Music by Jacques Offenbach, original libretto (as La Belle Héllène) by Henri Meilhac and Ludovic Halévy, in a version by Kit Hesketh-Hardy
Merry Opera Company
Upstairs at the Gatehouse and touring
This is a company that specialises in unstuffy opera performances where enjoying the show is more important than the champagne in the interval and telling your friends you have been there. There is certainly much here to enjoy, not least the casting of Rosalind Coad and Christopher Duffy as Helen and Paris (the Troy Boy himself). They are splendid songsters and make a delightfully attractive couple however much the trilling Spartan Queen may pretend it is against her will.
This is, of course, the story of the goddess Aphrodite's bribe of the promise of the most beautiful woman on earth in return for Paris, in shepherd disguise, choosing herself as the most beautiful goddess in Offenbach's parody version of Greek legend, played in a reworked version of the translation made for ENO's 2006 production which Hesketh-Hardy himself directs.
If you know the tale (and I do) you might call this production madcap but if you don't you could find it confusing, though you'd get the gist. How clever the new text is I cannot tell you for I couldn't hear enough of it distinctly, perhaps because on my side of the auditorium it was often swamped by the otherwise excellent band - you would never have though two string players, two wind and a keyboard could be so forceful!

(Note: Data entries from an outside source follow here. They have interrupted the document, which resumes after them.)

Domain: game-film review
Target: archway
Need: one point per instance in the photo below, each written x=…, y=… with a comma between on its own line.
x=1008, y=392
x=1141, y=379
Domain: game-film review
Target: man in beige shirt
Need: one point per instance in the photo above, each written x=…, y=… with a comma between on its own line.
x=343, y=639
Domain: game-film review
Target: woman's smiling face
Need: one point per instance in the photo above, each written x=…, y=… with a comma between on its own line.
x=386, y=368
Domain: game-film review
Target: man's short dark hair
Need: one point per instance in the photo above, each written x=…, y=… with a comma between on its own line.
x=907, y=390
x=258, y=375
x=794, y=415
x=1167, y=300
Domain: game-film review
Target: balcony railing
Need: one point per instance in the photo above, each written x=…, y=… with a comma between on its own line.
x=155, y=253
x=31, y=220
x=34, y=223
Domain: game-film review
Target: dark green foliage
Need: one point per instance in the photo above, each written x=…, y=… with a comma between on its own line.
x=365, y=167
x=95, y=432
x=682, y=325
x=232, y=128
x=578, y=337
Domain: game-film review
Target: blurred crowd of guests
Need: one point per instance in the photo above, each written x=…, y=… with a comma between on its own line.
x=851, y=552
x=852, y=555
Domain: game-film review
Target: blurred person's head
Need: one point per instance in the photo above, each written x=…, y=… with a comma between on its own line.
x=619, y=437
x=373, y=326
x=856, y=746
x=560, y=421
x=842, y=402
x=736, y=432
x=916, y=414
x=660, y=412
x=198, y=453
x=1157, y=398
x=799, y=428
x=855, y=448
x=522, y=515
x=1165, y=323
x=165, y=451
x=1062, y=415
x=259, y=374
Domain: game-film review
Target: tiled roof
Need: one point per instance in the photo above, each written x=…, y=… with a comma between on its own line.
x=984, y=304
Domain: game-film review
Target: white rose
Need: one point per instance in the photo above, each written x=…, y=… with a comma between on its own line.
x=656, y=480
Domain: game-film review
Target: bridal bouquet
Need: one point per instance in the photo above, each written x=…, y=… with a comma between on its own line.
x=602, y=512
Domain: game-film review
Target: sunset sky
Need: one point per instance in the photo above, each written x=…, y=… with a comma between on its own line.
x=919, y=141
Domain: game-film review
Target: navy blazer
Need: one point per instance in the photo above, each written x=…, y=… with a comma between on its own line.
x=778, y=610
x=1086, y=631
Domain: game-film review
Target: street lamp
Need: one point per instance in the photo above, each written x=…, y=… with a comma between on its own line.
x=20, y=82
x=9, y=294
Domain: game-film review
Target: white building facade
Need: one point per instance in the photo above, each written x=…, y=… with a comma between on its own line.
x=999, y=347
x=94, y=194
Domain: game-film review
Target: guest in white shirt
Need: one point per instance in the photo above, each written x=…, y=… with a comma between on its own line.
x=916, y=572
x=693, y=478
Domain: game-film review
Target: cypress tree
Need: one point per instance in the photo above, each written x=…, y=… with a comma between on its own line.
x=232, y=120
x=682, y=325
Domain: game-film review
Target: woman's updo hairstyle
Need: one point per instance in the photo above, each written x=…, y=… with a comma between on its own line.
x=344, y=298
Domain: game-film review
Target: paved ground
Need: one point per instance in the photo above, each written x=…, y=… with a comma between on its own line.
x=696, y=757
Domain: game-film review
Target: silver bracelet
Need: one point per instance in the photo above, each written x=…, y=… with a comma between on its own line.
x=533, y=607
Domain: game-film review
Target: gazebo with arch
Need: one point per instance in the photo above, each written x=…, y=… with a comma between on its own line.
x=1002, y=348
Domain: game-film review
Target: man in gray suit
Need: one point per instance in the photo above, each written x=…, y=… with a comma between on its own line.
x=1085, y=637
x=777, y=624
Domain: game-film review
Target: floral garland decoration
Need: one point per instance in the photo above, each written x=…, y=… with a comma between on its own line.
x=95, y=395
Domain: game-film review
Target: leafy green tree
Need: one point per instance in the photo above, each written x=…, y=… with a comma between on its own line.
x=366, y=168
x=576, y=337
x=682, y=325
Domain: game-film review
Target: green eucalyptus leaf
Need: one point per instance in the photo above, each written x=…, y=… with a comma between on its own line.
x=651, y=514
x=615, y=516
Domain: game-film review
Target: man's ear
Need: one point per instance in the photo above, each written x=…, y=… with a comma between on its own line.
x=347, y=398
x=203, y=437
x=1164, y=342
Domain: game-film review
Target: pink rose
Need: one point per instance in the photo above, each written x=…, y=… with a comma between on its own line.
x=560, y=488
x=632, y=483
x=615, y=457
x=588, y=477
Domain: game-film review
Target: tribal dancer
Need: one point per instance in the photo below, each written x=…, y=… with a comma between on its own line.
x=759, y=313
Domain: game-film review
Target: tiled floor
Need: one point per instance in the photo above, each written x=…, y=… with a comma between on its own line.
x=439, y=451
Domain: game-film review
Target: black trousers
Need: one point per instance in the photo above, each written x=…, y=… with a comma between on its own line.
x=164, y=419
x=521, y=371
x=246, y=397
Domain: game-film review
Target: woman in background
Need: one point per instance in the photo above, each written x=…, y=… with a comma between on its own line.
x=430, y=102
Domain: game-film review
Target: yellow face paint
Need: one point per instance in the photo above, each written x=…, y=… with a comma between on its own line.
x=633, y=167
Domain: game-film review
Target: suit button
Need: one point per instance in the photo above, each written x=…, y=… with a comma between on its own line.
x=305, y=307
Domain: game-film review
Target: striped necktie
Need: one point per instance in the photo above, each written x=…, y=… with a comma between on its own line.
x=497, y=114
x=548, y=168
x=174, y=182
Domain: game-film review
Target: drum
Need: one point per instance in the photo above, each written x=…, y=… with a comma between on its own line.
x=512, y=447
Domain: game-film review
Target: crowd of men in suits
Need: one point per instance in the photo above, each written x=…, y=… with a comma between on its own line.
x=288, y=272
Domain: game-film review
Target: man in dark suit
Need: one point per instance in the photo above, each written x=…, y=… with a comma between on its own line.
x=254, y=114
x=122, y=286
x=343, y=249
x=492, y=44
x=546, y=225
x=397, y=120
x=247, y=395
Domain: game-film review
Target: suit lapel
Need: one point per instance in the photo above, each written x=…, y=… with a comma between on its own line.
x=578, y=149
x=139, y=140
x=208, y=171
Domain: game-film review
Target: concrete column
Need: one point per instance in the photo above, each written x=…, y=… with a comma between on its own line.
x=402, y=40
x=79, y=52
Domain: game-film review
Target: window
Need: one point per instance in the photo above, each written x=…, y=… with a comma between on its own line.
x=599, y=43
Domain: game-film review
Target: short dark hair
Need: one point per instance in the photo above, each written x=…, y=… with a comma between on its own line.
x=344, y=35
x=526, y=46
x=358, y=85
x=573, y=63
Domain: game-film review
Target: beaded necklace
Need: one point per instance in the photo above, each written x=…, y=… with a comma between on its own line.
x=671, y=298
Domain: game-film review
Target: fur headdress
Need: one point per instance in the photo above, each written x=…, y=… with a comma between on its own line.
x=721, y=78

It is a zany mix of modern and classical that starts in Zeus Tavern which then, with the help of poles and tubes of white cloth, turns into a pillared Spartan temple complete with male caryatids and (almost) everyone looking classical. While Matthew Quirk's mad-haired priest Calchas supervises some offerings to the dead the handsome shepherd boy arrives, followed by a message by carrier dove from Aphrodite telling him to that he has to introduce the good-looking lad to Helen.
Can you be unfaithful in a dream? Helen thinks not and decides that is what's happening when she finds Paris in her bed but husband Menelaus returns unexpectedly from a trip abroad and finds them. Tricky to handle but seemingly forgotten when they all pile down to the beach (now we are back to modern dress and it's Faliraki, rather a long way from Sparta!). That doesn't stop Paris who has an even more cunning plan.
No one is credited with the choreography which tries to match a bit of syrtos or hassapiko to Offenbach's music and becomes a sort of ordered chaos. "If they put their arms on each other's shoulders the audience will get the point" seems to be the thinking and the audience seemed to be enjoying it as much as the cast were and there are moments when members of the front row get swept up in the action.
As they all prepare to fly off to the seaside there is a send up of a flight attendant giving safety instructions, some deliberately terrible jokes (like being 'Homer-phobic'), a quiz game run by Agamemnon becomes a test of musical recognition - easy enough for everyone to win - and a discreetly coy affair developing between Achilles (Robin Bailey) and Ajax (Joseph Morgan, also a dab hand with a glove puppet). There is a strong Agamemnon (Martin Gesia) and a lively Menelaus (David Menezes) though these brothers have strongly different accents, like the royal family of modern Greece Menelaus must have spent a lot of time with the his German relations: it is all part of this lively hotchpotch and they all sing it divinely if not always intelligibly.
Runs Upstairs at the Gatehouse until 5th March then, among other dates:12th March New Theatre Royal, Portsmouth; 30th/31st March Rondo theatre, Bath; 2nd April The Playhouse, Norwich; 3rd June Kenton Theatre, Henley on Thames; 4th June Barn theatre, Oxted; 8th/9th/10th June The Scoop, Southwark; 10th September Corn Exchange, Wallingford; 24th September Stag theatre, Sevenoaks;1st October Sinden Theatre, Tenderden.